Mavis Doriel Hay's detective fiction seems to be making more impact now than it did on its first appearance in the 1930s. This is thanks to the British Library's very welcome decision to reprint her three long-neglected novels in their Crime Classics series. I've previously talked about The Santa Klaus Murder, and in today's post I turn my attention to the two books that preceded it, Murder Underground and Death on the Cherwell. They both benefit, by the way, from nice intros by Stephen Booth, who spoke enthusiastically about them on the Forgotten Authors panel at Crimefest.
Mavis was a student at Oxford at roughly the same time as Dorothy L. Sayers, and although she was an alumna of St Hilda's, rather than Somerville, it may be that their paths crossed. Did this influence Sayers' warmly positive review of Murder Underground? I very much doubt it - Sayers was not someone who said things about books that she didn't mean, and some of her reviews of friends' work were scarily acerbic. Sayers liked "good English", and Mavis was a stylish writer - it is this that lifts her novels out of the common run of Golden Age stories, and helps to explain why the British Library have chosen to republish her books. That said, I don't rate Murder Underground as highly as her two later novels. As the title suggests, the killing of an elderly spinster takes place at a Tube station (maps are provided), and the manner of the story-telling is light and amusing. It's a pleasing period piece. The plot, and in particular the solution, are however rather slight.
Mavis created a fictional Oxford college, Persephone, plainly influence by St Hilda's, for Death on the Cherwell. Again, we have a map of the scene of the crime, and a victim who is an unlovely spinster. A group of young female students find the body of the college bursar in a canoe floating down the river - shades of the beginning of The Floating Admiral. There is a lot to enjoy in this book, and Mavis's light touch is more expertly deployed than in her debut. Again, there is a shortage of suspects (not a mistake she made in The Santa Klaus Murder, which has a dauntingly large cast) and the "surprise twist" is foreseeable. But the story is fun.

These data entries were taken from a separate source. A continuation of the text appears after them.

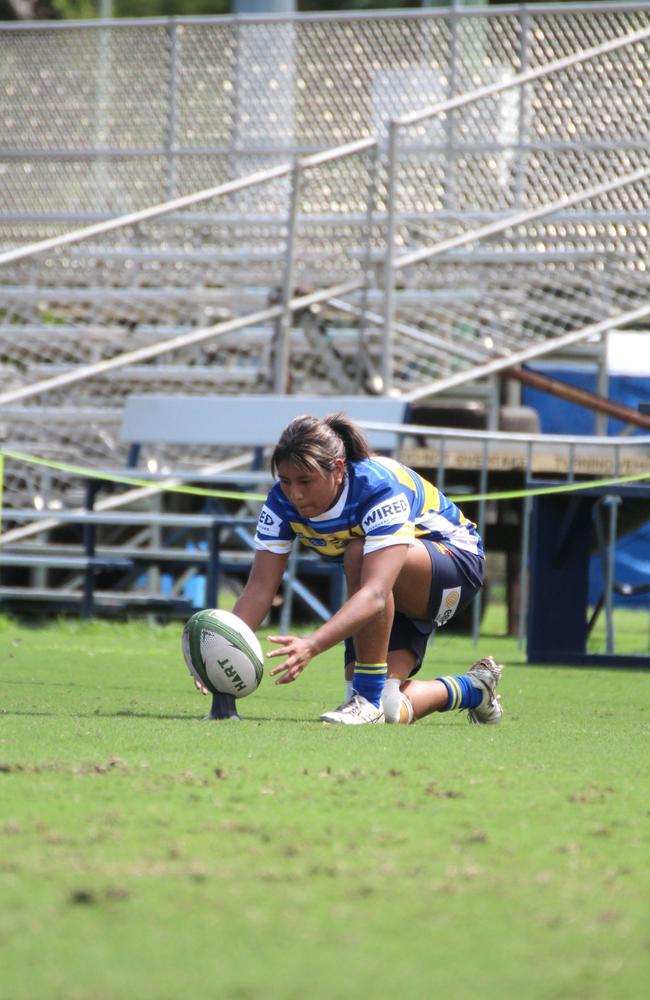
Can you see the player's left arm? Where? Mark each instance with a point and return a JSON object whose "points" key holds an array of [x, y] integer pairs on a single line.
{"points": [[379, 571]]}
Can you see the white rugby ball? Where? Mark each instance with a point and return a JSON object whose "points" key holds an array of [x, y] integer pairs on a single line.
{"points": [[223, 653]]}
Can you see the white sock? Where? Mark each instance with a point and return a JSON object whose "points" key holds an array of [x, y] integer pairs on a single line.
{"points": [[391, 700]]}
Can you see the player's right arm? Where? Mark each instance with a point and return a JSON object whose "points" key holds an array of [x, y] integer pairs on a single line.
{"points": [[262, 585]]}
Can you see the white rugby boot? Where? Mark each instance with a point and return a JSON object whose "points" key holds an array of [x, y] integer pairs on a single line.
{"points": [[485, 675], [358, 711]]}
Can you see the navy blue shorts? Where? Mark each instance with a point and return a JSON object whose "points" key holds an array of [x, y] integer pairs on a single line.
{"points": [[456, 578]]}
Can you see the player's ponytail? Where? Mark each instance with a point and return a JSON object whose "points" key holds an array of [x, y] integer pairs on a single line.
{"points": [[354, 440], [313, 443]]}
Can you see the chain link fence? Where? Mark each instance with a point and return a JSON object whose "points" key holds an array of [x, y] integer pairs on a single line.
{"points": [[103, 119]]}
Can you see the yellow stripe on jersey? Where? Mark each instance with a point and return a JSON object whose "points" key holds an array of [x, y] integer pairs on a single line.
{"points": [[330, 544], [408, 478]]}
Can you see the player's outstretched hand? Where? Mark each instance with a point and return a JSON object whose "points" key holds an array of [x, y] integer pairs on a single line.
{"points": [[298, 654]]}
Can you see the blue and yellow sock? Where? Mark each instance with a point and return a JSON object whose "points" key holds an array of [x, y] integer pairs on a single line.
{"points": [[368, 680], [462, 693]]}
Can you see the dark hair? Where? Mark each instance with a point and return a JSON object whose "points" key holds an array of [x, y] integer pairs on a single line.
{"points": [[316, 444]]}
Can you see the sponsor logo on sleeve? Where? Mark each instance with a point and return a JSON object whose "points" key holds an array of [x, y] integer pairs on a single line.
{"points": [[269, 523], [394, 510], [448, 605]]}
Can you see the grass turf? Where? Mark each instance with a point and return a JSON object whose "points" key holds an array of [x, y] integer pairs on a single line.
{"points": [[147, 854]]}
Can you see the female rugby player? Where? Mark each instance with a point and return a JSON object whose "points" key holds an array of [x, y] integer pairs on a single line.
{"points": [[411, 560]]}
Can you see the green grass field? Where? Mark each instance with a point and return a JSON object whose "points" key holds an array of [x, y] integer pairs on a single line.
{"points": [[147, 854]]}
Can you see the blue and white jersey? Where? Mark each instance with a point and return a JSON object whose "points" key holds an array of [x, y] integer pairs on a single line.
{"points": [[383, 502]]}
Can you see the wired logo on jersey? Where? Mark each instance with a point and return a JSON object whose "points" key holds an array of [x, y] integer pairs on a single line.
{"points": [[448, 605], [396, 510]]}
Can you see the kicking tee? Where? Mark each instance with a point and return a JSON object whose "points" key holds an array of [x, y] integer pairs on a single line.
{"points": [[383, 502]]}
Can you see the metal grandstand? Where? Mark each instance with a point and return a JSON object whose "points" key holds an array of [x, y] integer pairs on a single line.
{"points": [[406, 202]]}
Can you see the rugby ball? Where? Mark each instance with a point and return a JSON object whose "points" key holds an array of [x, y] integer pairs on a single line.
{"points": [[223, 653]]}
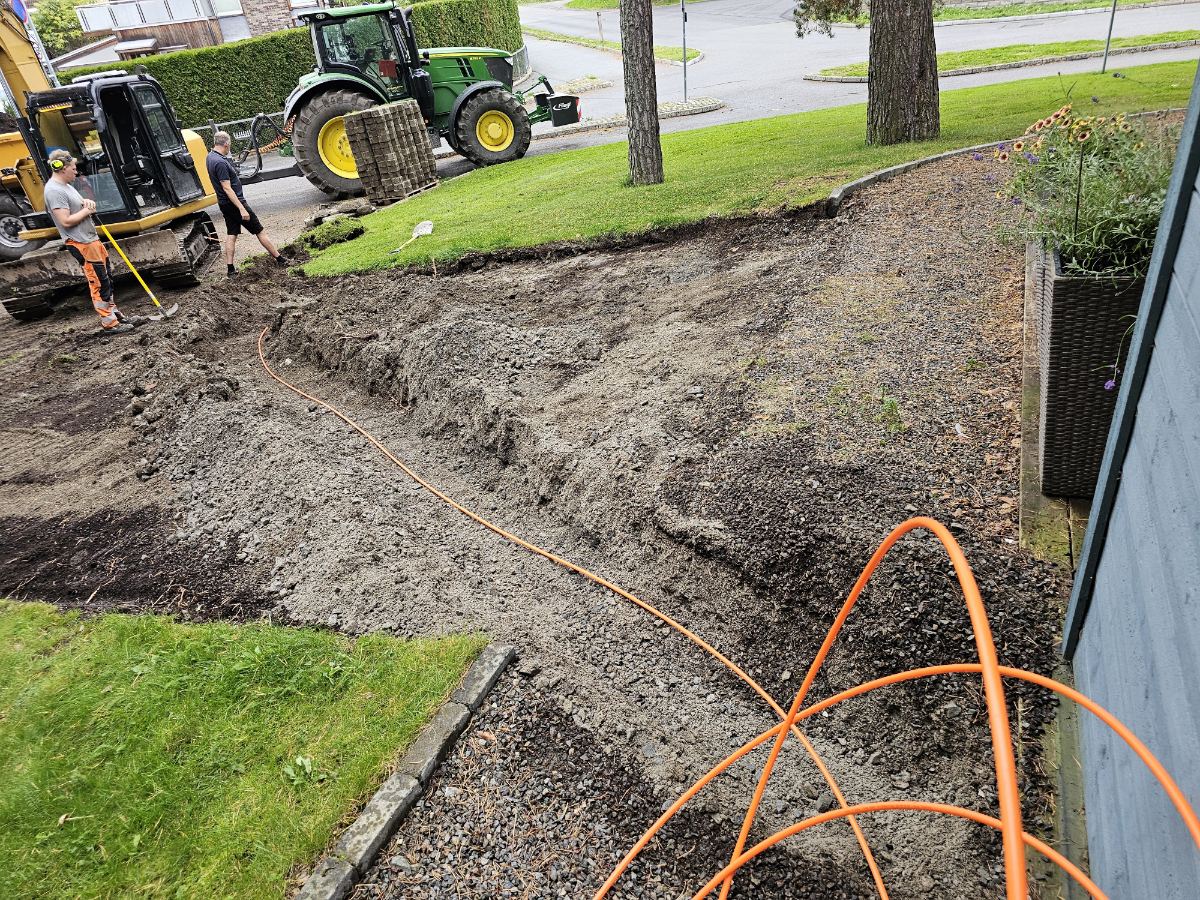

In judging this writer, and these books, I think it's important to keep in mind that she was an inexperienced novelist, and this accounts for some of the flimsiness of plot and structure. Given her fluent writing style, I think that, had she kept writing mysteries, she might have developed into a notable contributor to the genre. It was not to be - she seems to have lost interest, although she wrote non-fiction later and lived until the Seventies. But it's marvellous to see these books given a new life, in very attractive editions, and they are being very successfully marketed by the British Library. The Golden Age is in vogue at long last!